The Brier Score is the standard evaluation metric for probabilistic predictions. It measures the mean squared error between a model's predicted probability and the actual binary outcome (1 = win, 0 = loss).
Formula: BS = (1/N) × Σ(predicted_probability − actual_outcome)²
Interpretation: - 0.0 = perfect prediction - 0.25 = random (50% predictions for binary outcomes) - Lower is better; typical skilled sports models score 0.22-0.24 for game outcomes
Why Brier Score over accuracy: Accuracy rewards the right prediction even if the model is 51% confident. Brier Score penalizes incorrect high-confidence predictions more than incorrect low-confidence ones — incentivizing well-calibrated probabilities over overconfident guesses.
Decomposition: Brier Score decomposes into reliability (calibration) + resolution (sharpness).
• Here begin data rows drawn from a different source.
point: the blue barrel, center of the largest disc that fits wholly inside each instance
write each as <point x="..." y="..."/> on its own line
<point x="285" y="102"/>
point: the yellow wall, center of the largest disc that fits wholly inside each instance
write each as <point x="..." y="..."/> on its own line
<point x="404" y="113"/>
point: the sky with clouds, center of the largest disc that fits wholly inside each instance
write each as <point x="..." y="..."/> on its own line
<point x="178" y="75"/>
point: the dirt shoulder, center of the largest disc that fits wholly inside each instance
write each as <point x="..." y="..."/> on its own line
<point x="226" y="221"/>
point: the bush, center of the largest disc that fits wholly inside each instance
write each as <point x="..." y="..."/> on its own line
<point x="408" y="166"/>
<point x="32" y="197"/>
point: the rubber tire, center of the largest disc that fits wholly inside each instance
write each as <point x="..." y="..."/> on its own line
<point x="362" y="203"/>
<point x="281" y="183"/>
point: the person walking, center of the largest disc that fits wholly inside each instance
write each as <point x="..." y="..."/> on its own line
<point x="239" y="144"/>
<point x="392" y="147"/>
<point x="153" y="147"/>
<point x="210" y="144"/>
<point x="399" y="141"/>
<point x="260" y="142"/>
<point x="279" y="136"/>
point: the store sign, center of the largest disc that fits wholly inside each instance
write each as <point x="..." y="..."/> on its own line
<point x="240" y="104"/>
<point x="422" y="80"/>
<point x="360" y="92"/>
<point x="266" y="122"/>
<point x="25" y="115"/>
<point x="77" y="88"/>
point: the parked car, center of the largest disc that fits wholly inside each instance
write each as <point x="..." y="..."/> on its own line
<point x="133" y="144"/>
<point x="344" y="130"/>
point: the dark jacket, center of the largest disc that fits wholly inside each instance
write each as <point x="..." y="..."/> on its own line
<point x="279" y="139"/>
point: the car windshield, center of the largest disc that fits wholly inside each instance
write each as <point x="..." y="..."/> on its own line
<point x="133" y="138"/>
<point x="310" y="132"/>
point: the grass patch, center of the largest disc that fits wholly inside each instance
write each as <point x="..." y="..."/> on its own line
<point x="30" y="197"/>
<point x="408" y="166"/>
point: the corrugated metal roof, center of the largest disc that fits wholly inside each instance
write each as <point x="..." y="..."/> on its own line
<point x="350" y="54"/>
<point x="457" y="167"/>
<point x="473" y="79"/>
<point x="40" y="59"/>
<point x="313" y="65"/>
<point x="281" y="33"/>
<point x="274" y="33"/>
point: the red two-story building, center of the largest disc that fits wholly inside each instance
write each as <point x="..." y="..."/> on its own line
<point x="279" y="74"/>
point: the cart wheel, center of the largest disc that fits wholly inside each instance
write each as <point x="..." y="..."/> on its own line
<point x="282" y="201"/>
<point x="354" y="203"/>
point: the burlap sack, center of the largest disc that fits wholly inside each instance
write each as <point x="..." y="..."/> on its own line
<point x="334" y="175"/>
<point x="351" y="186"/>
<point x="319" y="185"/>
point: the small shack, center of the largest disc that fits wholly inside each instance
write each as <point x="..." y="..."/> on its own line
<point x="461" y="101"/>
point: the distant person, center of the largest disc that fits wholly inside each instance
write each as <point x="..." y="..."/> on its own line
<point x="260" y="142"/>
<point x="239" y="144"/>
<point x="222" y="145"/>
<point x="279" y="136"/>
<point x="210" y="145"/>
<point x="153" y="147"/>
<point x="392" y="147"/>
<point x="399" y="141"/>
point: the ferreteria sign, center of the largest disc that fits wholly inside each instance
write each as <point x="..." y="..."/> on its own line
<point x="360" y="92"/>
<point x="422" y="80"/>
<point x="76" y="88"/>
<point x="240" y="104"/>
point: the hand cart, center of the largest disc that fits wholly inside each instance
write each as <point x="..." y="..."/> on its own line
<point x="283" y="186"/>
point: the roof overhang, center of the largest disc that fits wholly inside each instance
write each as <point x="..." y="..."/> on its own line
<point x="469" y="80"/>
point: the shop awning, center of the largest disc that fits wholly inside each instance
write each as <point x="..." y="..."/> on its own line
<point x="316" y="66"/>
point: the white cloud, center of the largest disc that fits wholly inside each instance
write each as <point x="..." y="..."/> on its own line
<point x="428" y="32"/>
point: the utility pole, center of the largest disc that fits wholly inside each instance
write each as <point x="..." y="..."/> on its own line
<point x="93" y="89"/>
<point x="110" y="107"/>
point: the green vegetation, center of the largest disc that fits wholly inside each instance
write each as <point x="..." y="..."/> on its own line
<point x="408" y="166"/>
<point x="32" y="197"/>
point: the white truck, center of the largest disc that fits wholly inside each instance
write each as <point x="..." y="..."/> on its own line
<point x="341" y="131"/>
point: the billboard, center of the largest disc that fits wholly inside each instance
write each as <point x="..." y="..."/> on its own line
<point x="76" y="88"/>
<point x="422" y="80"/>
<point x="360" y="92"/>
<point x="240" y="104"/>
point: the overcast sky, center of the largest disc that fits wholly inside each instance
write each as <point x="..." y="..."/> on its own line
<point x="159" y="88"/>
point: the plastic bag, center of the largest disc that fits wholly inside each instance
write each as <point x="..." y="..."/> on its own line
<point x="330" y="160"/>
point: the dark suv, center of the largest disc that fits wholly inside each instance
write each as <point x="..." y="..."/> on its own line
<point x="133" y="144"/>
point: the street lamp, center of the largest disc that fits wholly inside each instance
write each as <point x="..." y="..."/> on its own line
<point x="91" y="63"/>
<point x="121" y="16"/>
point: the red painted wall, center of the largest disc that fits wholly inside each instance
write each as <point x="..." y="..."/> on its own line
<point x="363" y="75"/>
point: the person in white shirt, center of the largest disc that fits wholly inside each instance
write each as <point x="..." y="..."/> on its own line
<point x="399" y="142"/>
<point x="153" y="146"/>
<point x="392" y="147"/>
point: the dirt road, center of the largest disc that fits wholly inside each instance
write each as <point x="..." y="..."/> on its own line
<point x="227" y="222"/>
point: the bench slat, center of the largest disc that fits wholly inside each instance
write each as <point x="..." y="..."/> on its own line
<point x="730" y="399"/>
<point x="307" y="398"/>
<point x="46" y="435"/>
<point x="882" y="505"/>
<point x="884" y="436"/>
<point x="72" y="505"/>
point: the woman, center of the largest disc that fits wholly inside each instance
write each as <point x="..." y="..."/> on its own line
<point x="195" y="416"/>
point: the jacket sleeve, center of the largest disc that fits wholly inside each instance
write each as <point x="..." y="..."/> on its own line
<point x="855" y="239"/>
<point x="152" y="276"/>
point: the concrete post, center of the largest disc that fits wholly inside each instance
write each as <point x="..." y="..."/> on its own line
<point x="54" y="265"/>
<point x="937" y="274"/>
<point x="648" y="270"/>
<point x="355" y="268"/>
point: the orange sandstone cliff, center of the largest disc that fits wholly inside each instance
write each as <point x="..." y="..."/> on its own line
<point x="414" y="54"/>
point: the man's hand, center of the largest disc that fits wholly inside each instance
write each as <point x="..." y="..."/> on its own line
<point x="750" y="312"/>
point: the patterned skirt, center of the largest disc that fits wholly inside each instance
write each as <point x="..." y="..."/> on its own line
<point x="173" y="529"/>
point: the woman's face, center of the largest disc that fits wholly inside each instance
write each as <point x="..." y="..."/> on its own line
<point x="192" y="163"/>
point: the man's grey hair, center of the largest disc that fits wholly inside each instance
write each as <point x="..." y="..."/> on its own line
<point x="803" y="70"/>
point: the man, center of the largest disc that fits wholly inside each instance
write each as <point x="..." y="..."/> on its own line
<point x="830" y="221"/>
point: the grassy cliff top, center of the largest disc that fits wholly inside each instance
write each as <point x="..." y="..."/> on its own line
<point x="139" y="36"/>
A model can improve BS by improving either. A model that always predicts 50% has zero calibration error but also zero resolution.
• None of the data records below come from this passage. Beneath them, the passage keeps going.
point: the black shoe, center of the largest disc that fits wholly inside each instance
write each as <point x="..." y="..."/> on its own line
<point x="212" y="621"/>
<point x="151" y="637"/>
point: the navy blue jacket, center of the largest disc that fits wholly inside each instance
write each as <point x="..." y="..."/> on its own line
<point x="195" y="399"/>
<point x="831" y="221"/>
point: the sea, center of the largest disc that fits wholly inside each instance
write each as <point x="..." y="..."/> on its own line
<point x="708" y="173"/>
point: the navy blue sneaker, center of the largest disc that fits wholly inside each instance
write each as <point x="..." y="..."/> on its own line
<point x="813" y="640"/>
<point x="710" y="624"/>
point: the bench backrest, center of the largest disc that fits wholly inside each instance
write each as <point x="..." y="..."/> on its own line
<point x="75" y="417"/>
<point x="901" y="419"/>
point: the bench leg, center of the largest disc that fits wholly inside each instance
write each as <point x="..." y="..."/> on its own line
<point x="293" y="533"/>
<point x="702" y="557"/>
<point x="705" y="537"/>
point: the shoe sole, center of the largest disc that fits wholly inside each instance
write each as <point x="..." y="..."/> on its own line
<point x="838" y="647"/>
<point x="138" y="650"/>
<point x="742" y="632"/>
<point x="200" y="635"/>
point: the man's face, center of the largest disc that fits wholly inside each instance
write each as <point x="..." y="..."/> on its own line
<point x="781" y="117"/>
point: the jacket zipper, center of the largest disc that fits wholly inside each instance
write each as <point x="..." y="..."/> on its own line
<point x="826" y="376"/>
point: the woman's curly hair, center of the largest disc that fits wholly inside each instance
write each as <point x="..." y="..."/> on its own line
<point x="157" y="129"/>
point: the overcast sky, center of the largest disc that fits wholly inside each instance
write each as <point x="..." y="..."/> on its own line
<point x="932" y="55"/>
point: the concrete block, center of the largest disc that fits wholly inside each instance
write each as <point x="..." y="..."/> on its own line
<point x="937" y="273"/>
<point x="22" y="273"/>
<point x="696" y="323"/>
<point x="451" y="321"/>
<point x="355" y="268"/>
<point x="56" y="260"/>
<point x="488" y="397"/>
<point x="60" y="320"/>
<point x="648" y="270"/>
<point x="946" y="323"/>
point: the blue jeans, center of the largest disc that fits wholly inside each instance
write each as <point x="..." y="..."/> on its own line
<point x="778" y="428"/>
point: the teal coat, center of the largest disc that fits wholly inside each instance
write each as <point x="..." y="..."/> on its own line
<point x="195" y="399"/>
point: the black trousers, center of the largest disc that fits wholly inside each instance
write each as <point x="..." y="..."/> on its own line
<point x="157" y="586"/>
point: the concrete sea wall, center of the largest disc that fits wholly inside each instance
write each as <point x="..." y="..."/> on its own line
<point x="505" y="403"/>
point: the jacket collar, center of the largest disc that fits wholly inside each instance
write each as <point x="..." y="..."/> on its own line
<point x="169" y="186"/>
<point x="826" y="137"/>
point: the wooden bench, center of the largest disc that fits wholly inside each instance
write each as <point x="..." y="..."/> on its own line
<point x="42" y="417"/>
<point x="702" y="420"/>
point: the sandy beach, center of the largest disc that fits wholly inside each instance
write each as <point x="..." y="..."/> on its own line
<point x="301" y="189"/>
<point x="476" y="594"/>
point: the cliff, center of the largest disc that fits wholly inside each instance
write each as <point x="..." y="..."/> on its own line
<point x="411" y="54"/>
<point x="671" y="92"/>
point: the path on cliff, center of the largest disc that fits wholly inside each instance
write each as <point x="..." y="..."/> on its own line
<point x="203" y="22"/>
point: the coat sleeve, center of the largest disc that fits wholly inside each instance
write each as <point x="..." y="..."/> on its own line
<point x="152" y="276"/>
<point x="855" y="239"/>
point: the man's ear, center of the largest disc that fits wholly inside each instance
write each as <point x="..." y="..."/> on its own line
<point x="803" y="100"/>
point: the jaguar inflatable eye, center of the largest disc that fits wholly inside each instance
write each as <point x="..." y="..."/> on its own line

Brier Skill Score (BSS): Normalized Brier Score relative to a baseline (e.g., climatological frequency). BSS = 1 − (BS / BS_climatology). Positive BSS means the model beats the baseline.
In practice: Track Brier Score on held-out test data across multiple seasons. A stable, improving Brier Score on out-of-sample data is the strongest evidence of genuine predictive skill.